The rupture and bleeding usually occurs deep in the muscle. In other cases, a larger or smaller muscle tear can occur if the muscle is subjected to an acute overload. Unlike adults, overuse muscle tears are very rare in children.
The bleeding can either break through the muscle membranes and spread over a large area or pool inside the muscle. Muscle haemorrhages in the thigh are often referred to as ‘tears’.
Symptoms
Pain and swelling in the muscle. In some cases, bluish discolouration of the subcutaneous tissue may appear after a few days if the bleeding has broken through the muscle membrane and spread to the subcutaneous tissue.

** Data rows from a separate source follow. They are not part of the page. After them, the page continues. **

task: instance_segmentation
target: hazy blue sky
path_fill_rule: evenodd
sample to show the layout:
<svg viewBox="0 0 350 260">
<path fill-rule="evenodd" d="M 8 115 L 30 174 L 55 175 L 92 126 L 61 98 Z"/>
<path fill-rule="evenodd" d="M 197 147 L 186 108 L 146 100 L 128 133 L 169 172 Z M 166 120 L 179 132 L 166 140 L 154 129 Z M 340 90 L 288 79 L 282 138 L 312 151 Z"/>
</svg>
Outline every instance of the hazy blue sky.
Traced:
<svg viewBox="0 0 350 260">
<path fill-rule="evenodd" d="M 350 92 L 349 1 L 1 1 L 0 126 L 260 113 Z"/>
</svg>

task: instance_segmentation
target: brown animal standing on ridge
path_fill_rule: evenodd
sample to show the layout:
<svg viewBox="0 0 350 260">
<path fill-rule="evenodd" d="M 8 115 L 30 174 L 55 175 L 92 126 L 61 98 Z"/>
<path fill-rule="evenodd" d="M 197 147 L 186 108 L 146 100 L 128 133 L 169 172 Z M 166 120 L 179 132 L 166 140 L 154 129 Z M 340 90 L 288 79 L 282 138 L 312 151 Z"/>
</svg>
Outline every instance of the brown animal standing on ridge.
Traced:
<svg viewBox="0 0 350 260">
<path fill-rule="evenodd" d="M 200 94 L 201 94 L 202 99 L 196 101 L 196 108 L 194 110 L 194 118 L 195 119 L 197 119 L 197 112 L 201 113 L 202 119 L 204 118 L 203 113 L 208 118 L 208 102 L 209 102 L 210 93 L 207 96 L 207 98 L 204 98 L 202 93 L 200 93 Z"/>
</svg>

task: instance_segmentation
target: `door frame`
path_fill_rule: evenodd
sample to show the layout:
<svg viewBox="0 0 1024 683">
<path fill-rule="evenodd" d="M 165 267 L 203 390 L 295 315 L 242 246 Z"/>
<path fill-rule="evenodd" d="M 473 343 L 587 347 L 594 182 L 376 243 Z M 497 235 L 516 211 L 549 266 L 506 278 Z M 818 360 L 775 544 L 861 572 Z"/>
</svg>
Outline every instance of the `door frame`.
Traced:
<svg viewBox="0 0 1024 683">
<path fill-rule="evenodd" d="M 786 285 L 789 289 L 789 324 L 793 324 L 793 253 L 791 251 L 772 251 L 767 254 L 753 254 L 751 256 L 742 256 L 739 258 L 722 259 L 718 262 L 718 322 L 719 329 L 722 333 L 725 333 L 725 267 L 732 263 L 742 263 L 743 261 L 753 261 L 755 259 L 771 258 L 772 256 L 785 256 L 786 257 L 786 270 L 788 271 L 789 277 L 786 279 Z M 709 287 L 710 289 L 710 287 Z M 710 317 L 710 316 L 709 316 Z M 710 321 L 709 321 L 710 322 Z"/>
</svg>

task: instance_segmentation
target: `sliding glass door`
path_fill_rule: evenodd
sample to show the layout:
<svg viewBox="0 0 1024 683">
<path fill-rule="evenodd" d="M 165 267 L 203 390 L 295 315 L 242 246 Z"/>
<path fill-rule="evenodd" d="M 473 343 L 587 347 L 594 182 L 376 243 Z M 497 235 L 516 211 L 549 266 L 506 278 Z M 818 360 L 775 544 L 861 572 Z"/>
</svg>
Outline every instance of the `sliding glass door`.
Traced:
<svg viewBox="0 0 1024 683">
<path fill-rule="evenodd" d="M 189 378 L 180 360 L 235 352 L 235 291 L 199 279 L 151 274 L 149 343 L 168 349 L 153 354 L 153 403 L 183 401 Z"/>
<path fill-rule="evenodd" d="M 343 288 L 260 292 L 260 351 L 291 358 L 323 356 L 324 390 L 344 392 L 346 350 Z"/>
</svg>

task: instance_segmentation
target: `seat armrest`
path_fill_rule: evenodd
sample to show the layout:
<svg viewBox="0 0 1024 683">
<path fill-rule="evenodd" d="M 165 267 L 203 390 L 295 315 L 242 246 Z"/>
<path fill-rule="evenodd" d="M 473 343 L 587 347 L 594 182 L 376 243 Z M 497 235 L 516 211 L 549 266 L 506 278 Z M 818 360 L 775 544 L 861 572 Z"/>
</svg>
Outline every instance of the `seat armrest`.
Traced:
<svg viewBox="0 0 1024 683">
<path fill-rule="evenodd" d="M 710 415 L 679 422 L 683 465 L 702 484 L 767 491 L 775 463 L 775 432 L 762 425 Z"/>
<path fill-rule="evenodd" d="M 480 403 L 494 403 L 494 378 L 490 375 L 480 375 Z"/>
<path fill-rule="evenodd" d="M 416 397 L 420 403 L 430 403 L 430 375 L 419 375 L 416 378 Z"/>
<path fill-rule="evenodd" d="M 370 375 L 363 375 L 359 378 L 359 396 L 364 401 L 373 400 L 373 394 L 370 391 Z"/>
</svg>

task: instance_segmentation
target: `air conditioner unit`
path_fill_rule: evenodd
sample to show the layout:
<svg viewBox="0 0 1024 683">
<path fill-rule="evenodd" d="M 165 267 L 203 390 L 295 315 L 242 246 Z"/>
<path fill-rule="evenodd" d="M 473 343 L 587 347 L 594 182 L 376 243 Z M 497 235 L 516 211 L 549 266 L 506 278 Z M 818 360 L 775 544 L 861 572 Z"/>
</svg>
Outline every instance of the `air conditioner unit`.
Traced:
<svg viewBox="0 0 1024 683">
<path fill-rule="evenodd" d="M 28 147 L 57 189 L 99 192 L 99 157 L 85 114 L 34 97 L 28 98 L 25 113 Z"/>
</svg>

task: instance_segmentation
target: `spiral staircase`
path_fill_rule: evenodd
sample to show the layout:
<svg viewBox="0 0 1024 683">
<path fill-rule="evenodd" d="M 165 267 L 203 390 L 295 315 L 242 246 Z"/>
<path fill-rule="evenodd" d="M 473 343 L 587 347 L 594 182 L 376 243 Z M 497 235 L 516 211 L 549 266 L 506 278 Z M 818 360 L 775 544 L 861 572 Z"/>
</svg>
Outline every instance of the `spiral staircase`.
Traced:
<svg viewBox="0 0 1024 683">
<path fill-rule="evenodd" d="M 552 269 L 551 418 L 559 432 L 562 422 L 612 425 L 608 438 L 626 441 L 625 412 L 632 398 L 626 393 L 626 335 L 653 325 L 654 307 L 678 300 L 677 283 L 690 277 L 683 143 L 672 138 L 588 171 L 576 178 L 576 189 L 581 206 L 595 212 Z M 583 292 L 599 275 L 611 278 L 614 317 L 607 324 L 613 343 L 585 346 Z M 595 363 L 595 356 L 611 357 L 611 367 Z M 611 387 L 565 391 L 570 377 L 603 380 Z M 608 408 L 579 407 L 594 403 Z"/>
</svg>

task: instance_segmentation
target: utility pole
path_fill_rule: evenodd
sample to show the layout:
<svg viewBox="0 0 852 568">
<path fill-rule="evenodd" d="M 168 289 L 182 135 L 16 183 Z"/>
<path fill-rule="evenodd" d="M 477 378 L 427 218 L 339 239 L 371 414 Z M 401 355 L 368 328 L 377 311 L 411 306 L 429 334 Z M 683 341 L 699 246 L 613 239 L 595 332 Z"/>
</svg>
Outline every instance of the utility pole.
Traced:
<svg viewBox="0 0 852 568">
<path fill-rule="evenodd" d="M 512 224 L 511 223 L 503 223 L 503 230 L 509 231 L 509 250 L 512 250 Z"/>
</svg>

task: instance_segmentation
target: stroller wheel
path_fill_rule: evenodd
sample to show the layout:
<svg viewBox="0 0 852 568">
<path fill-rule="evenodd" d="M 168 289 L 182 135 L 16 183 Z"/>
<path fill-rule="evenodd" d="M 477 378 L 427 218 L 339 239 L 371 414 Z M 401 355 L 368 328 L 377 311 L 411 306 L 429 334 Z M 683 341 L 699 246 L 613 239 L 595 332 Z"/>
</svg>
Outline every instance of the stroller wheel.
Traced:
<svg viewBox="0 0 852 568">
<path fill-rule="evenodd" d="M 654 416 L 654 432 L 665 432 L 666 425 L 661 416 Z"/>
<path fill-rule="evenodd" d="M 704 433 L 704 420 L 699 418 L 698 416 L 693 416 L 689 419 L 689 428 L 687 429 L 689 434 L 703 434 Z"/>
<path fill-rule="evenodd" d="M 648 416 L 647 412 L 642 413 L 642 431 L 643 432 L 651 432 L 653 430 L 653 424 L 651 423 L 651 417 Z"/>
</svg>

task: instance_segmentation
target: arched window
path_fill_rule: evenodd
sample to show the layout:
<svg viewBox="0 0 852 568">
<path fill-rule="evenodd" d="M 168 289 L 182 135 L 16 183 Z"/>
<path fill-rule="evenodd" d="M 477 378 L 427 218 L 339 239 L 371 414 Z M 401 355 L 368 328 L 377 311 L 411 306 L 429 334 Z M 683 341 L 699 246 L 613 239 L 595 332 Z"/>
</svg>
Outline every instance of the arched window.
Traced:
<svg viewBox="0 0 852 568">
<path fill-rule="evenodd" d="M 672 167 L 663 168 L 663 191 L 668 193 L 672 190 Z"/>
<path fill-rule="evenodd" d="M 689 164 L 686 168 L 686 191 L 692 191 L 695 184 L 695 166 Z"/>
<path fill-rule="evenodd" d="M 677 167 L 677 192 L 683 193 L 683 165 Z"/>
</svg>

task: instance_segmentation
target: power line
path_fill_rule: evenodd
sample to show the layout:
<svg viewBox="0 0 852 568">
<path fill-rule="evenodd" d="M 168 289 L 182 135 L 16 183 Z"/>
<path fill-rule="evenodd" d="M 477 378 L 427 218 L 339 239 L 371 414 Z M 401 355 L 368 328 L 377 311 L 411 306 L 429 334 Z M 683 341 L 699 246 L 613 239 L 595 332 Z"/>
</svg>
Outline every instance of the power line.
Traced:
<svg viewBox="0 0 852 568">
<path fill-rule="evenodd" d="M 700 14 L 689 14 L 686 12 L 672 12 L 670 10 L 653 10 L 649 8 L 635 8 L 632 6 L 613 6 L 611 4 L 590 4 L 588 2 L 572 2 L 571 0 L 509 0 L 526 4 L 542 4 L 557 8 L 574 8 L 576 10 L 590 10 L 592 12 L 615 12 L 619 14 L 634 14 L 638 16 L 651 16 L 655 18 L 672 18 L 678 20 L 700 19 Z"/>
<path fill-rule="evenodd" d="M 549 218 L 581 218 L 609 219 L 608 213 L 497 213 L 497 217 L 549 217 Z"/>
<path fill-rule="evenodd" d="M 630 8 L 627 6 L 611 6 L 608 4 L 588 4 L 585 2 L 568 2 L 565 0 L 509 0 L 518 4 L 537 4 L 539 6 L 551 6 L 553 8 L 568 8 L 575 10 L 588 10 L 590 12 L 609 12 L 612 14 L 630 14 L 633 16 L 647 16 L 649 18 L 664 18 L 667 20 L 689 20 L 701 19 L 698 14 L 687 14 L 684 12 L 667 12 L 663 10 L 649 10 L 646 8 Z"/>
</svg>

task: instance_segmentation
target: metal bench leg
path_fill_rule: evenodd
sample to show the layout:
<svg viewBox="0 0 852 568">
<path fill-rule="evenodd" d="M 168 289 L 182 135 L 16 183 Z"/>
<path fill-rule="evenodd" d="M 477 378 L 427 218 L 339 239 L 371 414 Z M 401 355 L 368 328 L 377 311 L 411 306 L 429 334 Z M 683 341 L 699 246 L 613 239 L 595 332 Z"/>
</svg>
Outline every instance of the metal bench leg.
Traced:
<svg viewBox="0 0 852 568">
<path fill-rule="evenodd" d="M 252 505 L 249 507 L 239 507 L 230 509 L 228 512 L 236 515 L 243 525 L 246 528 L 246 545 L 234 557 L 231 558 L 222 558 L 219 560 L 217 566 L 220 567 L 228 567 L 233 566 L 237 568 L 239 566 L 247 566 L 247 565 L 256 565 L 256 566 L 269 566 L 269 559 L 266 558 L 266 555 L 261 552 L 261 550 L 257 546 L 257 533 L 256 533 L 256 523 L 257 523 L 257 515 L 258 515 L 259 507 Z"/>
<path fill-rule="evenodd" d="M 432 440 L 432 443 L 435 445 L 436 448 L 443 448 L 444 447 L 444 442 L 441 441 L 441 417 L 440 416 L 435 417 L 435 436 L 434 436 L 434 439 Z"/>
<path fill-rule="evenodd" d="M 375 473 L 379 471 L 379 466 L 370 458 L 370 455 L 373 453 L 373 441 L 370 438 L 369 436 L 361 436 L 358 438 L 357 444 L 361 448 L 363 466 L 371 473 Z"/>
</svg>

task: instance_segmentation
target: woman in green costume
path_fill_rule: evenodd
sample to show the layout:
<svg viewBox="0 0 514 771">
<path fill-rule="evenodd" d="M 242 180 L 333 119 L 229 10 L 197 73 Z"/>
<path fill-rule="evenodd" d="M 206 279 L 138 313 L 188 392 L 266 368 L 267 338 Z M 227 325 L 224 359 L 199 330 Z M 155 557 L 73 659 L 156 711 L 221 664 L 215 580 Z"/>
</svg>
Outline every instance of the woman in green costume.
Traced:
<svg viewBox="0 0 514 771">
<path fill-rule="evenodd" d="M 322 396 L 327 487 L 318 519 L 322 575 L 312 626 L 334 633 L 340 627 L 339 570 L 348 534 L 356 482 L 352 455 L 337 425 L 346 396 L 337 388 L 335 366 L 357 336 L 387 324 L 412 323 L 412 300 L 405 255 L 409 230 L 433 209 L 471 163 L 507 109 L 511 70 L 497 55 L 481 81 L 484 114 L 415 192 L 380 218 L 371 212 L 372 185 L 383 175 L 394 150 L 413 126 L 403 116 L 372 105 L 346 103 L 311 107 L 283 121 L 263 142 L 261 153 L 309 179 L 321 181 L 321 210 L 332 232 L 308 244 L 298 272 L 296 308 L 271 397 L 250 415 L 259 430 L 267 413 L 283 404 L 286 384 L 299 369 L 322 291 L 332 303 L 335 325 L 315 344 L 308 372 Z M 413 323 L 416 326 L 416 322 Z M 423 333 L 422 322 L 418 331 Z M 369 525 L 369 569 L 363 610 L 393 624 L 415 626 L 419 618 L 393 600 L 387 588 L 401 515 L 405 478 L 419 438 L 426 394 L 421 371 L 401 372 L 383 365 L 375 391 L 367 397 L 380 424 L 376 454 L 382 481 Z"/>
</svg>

The pain is aggravated by activating and stretching the muscle and by applying pressure to the muscle.
Examination
Diagnosis is usually made by general clinical examination. If acute thigh pain occurs without a triggering blow or if the discomfort after a blow does not subside quickly, a medical examination should be performed for proper diagnosis and treatment. correct diagnosis and treatment.
The diagnosis is usually made during a general medical examination. If there is any doubt about the diagnosis, ultrasound (UL-Muscle Haemorrhage) or MRI scans can be performed.
In cases of severe pain or sensory disturbances, urgent medical attention is necessary, as in some cases the haemorrhage can cause the pressure in the muscle compartment to rise so much that blood supply and nerves are damaged (acute compartment syndrome). All muscle fillings in children and adolescents should be examined by a doctor (Hu J, et al. 2023).
Treatment
Treatment is primarily relief from pain-inducing activity, stretching and slowly increasing rehabilitation within the pain threshold. For large total haemorrhages, it can sometimes be beneficial to use ultrasound guidance to drain the blood pool. If the haemorrhage is located in the muscles on the inside (vastus medialis) or outside of the thigh (vastus lateralis), rehabilitation is usually faster.
If the haemorrhage is in the middle of the anterior thigh muscle (m vastus intermedius, m rectus femoris), you should expect a longer rehabilitation programme as sudden sprinting, jumping or kicking will put the injured thigh muscle at risk of tearing again.
Complications
If it doesn’t progress smoothly, you should be re-examined (again) and consider whether the diagnosis is correct or if there are complications from the muscle tear.